International Aid - Primary education won't be universal until 2086

31st January 2014 at 00:00
Failure to hit target leaves global learning in `crisis', report says

Governments should be held accountable for their failure to deliver promised aid for education, a major study says, after it was revealed that goals for universal primary schooling are likely to be missed by as much as seven decades for the most disadvantaged groups.

In 2000, representatives from 164 countries signed a commitment to give all young people access to primary education and provide equal opportunities for girls and boys. But a damning report on the Education for All goals, published this week by the United Nations Educational, Scientific and Cultural Organisation (Unesco), has found that not one will be met by 2015. The situation amounts to a "global learning crisis", the report says.

It estimates that at least 250 million primary children are not learning the basics of reading and maths. Of these, 130 million have completed at least four years of primary education, while the rest have received little or no schooling. A quarter of young people in developing countries are unable to read or write basic sentences, the report adds.

Although progress has been made towards all six goals, the target of universal primary education will be missed "by a wide margin". On current trends, it will take until 2072 for the poorest young women in developing countries to become literate, and the universal completion of primary school among the poorest girls in sub-Saharan Africa will not be achieved until 2086.

Irina Bokova, director-general of Unesco, said there was a desperate need for better teachers and training. "Teachers have the future of this generation in their hands," she said. "We need to make sure that there is an explicit commitment to equity in new global education goals set after 2015, with indicators tracking the progress of the marginalised so that no one is left behind."

When the Education for All goals were established, governments agreed that no country would be prevented from reaching them because of a lack of resources. But Unesco is now warning that $26 billion (pound;15.7 billion) is needed to deliver the goals - and this sum is growing all the time.

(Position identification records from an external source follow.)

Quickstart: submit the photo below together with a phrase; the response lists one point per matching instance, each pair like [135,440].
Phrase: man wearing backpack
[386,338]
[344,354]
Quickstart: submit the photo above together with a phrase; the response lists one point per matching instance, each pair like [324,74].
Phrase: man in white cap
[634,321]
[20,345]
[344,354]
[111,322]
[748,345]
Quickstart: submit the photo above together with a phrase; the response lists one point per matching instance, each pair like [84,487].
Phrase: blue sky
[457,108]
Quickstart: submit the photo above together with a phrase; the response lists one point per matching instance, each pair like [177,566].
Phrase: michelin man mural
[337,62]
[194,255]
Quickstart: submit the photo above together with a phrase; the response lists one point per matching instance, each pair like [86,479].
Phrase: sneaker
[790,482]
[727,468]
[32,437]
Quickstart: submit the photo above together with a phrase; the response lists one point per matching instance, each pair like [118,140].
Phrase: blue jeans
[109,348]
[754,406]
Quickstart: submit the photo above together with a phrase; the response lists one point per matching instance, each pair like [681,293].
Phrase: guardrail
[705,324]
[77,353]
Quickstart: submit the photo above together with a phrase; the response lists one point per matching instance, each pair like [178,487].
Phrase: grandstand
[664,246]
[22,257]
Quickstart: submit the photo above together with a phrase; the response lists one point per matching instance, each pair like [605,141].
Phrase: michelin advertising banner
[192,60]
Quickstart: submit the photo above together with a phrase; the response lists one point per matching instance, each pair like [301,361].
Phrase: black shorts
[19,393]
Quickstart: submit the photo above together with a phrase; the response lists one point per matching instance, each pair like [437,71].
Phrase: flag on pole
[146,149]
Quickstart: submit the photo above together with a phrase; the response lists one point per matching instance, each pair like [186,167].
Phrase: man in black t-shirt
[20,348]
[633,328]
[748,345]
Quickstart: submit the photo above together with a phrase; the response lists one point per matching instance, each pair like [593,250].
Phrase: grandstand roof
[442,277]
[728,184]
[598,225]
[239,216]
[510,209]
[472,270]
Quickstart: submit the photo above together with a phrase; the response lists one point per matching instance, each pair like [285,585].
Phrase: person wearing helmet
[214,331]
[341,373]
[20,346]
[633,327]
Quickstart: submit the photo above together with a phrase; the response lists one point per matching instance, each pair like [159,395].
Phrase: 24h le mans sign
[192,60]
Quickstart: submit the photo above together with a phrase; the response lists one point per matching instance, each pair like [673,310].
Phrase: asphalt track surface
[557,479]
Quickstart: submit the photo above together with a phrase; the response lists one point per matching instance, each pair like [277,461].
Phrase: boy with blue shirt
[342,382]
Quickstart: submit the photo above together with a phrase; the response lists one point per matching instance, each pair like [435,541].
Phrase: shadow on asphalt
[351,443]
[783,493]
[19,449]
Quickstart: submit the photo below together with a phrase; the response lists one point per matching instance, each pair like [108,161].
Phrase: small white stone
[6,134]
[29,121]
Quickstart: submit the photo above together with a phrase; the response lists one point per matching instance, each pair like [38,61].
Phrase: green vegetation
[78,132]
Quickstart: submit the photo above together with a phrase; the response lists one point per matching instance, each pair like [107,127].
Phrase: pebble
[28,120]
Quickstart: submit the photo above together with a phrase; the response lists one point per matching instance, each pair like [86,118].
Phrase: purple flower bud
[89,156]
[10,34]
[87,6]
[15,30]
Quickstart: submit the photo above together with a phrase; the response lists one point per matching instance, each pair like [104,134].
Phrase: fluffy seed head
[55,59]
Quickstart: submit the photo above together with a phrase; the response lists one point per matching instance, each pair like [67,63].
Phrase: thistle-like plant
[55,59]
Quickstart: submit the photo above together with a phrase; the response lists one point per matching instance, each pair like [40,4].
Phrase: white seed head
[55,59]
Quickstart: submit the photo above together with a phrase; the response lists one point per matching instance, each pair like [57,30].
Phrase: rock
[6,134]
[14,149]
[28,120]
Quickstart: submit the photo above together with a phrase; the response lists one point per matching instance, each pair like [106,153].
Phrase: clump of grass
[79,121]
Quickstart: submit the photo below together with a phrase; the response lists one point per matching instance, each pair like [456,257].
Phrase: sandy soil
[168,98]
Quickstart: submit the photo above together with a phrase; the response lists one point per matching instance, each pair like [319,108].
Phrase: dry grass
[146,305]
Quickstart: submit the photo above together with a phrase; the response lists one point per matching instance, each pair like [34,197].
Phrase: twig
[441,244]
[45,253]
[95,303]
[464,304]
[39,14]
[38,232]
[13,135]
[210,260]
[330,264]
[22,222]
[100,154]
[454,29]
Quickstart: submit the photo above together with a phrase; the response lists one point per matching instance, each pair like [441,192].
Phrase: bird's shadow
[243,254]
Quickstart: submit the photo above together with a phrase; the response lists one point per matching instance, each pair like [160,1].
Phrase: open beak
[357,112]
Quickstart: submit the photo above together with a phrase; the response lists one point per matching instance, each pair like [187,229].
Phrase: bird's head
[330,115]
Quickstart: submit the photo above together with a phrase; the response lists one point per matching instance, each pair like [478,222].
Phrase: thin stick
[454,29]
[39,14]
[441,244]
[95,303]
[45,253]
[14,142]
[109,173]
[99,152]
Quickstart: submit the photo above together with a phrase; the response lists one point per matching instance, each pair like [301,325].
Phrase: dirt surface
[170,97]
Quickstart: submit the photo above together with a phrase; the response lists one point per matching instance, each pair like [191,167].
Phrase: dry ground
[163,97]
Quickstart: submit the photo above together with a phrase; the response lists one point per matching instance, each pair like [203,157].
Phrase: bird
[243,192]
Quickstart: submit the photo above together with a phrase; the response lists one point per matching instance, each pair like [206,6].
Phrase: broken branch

"Austerity is no excuse for donors to abandon their pledges to the world's poorest," the report warns. "One of the biggest failures of the [Education for All] period has been fulfilling the pledge that no country would be thwarted in achieving its goals due to lack of resources.To avoid this happening after 2015, national governments, aid donors and other education funders need to be held to account for their commitments to provide the resources necessary to reach education goals."

Education aid peaked in 2010 and is now falling, the report says - and there is no sign that this decline will stop. Not only has education aid dropped overall but low-income countries have also experienced the biggest cuts.

Unesco estimates that an additional 1.6 million teachers are needed and its report calls for better training and pay, pointing out that it is common for teachers in some countries to take on second jobs because their salaries are so low.

Fred van Leeuwen, general secretary of Education International, a global federation of teaching unions, said: "In many places, teachers work on precarious contracts, earn salaries below the minimum wage and lack the fundamental qualifications, skills and learning materials to teach.

"Without the appropriate investments in teachers' motivation and skills through training and continuing professional development.quality education for all will not be achieved."

In conflict zones, where half of the world's out-of-school children live, education receives just 1.4 per cent of humanitarian aid rather than the 4 per cent the UN has called for.

Earlier this month, former British prime minister Gordon Brown, who is now UN special envoy for global education, spoke about plans to educate Syrian refugees by offering them lessons in existing Lebanese schools outside school hours. "By fighting for the fundamental right to education for the children of Syria, we can establish the principle that even in the most hopeless of situations learning can continue," Mr Brown said.

Desmond Bermingham, director of charity Save the Children's global education initiative, told TES that the Unesco report was a "wake-up call".

"The strong emphasis that high priority should be given to the children who are the poorest, marginalised or living in conflict areas is welcome," he said. "We have seen a falling away in recent years from donors delivering aid for education, and developing countries' own governments have been pulling back on education as well. That needs to be reversed. Reaching the poorest children will be more difficult and more expensive - that means we need to put more effort in, not less."

Falling short

Expected progress on Education for All goals by 2015:

Goal 1: expand early childhood care and education

Out of 141 countries, 68 will reach 80 per cent enrolment in pre-primary education

Goal 2: provide free and compulsory primary education for all

Out of 122 countries, 68 will achieve universal primary enrolment

Goal 3: promote learning and life skills for young people and adults

Of the 82 countries for which data is available, 38 will achieve universal lower-secondary enrolment

Goal 4: increase adult literacy

The adult illiteracy rate will be 14 per cent by 2015 - the goal was 12 per cent

Goal 5: achieve gender parity

Out of 161 countries, 112 will achieve parity in primary education

Goal 6: improve the quality of education

In primary schooling, the student-teacher ratio exceeds 40:1 in 26 out of 162 countries.